Taken in the light most favorable to the verdict, the evidence showed that Appellant fired a
handgun at Sanchez’s vehicle and fired one shot which struck the right rear passenger door missing
Damian by inches. Sanchez, who saw Appellant point the gun and fire it, was scared for himself and
his son. A person of reasonable sensibility placed in these same circumstances certainly would have
perceived an immediate threat of danger. We therefore conclude that the evidence is legally
sufficient to prove beyond a reasonable that Appellant intentionally or knowingly threatened Sanchez
with a deadly weapon. See Robbins v. State, 145 S.W.3d 306, 314 (Tex.App.--El Paso 2004, pet.

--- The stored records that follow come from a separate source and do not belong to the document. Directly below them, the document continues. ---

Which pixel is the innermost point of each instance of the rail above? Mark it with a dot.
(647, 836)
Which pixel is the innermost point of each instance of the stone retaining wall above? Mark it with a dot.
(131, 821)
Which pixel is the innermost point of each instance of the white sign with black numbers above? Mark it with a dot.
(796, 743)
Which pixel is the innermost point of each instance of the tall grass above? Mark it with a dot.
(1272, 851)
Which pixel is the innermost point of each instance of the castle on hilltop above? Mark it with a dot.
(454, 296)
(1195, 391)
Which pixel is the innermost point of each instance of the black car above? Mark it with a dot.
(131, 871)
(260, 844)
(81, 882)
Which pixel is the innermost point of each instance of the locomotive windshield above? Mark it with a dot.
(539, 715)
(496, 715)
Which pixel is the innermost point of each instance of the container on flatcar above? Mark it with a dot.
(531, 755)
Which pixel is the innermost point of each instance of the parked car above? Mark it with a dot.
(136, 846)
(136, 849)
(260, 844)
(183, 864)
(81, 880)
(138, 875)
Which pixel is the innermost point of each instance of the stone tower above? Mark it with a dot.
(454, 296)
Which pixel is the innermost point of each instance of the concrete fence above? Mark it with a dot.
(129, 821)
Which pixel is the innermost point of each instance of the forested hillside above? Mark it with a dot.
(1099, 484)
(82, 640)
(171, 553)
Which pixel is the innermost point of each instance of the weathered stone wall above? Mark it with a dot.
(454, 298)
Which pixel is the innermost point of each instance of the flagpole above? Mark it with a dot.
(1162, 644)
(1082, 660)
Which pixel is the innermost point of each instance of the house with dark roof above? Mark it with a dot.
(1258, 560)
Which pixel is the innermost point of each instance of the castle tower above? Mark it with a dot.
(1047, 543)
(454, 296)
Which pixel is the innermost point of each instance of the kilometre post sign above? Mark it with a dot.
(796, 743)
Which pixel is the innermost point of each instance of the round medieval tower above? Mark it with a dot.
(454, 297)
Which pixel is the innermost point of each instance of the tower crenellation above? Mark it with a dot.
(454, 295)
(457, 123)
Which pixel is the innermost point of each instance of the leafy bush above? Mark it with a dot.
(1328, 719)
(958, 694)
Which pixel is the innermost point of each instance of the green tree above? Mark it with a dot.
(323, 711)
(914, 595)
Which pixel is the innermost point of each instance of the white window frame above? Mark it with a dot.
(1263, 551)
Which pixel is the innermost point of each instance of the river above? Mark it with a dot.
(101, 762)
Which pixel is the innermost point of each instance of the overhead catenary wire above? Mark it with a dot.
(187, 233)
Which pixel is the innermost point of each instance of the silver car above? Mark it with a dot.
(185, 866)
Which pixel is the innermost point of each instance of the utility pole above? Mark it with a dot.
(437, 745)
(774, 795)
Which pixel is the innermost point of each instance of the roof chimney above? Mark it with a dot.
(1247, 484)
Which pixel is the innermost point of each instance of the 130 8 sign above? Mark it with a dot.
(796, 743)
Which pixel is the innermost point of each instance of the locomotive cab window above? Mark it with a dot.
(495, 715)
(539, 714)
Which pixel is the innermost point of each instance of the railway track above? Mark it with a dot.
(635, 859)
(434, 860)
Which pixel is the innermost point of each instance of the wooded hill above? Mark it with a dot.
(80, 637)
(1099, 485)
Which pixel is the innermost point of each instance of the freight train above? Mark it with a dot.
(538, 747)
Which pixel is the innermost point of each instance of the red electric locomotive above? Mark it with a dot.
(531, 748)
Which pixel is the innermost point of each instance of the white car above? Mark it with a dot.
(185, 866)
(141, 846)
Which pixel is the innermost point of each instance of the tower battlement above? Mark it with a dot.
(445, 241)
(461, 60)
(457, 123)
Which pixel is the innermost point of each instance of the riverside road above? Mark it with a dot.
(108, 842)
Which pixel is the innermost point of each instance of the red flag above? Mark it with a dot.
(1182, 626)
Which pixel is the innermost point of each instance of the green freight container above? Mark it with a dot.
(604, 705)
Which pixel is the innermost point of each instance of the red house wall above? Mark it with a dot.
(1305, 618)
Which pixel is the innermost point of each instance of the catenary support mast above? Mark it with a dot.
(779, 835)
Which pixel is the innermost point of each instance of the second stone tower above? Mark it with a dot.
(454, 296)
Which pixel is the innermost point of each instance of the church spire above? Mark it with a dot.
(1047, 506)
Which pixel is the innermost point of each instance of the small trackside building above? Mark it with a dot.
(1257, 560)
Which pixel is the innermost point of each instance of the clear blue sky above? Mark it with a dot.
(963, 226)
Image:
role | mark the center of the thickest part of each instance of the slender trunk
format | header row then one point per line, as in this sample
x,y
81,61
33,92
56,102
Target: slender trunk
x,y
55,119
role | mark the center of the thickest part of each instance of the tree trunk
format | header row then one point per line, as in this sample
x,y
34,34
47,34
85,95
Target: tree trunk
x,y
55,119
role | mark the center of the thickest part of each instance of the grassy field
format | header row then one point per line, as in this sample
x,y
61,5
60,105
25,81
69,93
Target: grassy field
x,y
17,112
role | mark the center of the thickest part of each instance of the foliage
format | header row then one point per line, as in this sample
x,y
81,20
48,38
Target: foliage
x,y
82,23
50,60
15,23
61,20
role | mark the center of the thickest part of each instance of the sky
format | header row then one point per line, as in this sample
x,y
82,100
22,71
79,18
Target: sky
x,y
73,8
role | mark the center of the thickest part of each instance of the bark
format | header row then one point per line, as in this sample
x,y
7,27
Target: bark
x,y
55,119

ref’d)(evidence legally sufficient to support aggravated assault conviction where defendant pointed
and fired a gun in victims’ direction); Cantu v. State, 953 S.W.2d 772, 775 (Tex.App.--Corpus
Christi 1997, pet. ref’d)(in aggravated assault prosecution, act of pointing a loaded gun at a police
officer in pursuit constituted threatening conduct).
Viewed in a neutral light, there is evidence that Appellant and the occupants of his vehicle
behaved in a threatening manner toward Sanchez by tailgating him and flashing gang signs at him.
One of the passengers threw beer bottles at his vehicle and broke out the front passenger window.
Sanchez testified that Appellant held a handgun, pointed it at the Explorer, and fired it. The jury also
heard testimony from Appellant’s brother, Joe Juarez, that the gun accidentally discharged. It was
the jury’s duty to assess credibility and resolve conflicts in the evidence. Even if the jury believed
that the gun accidentally discharged, that does not render the evidence factually insufficient because
the State was not required to prove that Appellant intentionally or knowingly fired the weapon in
order to prove that he threatened Sanchez with imminent bodily injury. The issue is whether
Appellant acted in such a manner as would under the circumstances portend an immediate threat of
danger to a person of reasonable sensibility. Olivas, 203 S.W.3d at 345. A reasonably sensible
person in Sanchez’s situation would perceive an immediate threat of danger upon seeing Appellant
point a handgun at him. We find the evidence factually sufficient to support Appellant’s conviction.
Point of Error Two is overruled. The judgment of the trial court is affirmed.
November 12, 2009
ANN CRAWFORD McCLURE, Justice
Before Chew, C.J., McClure, and Rivera, JJ.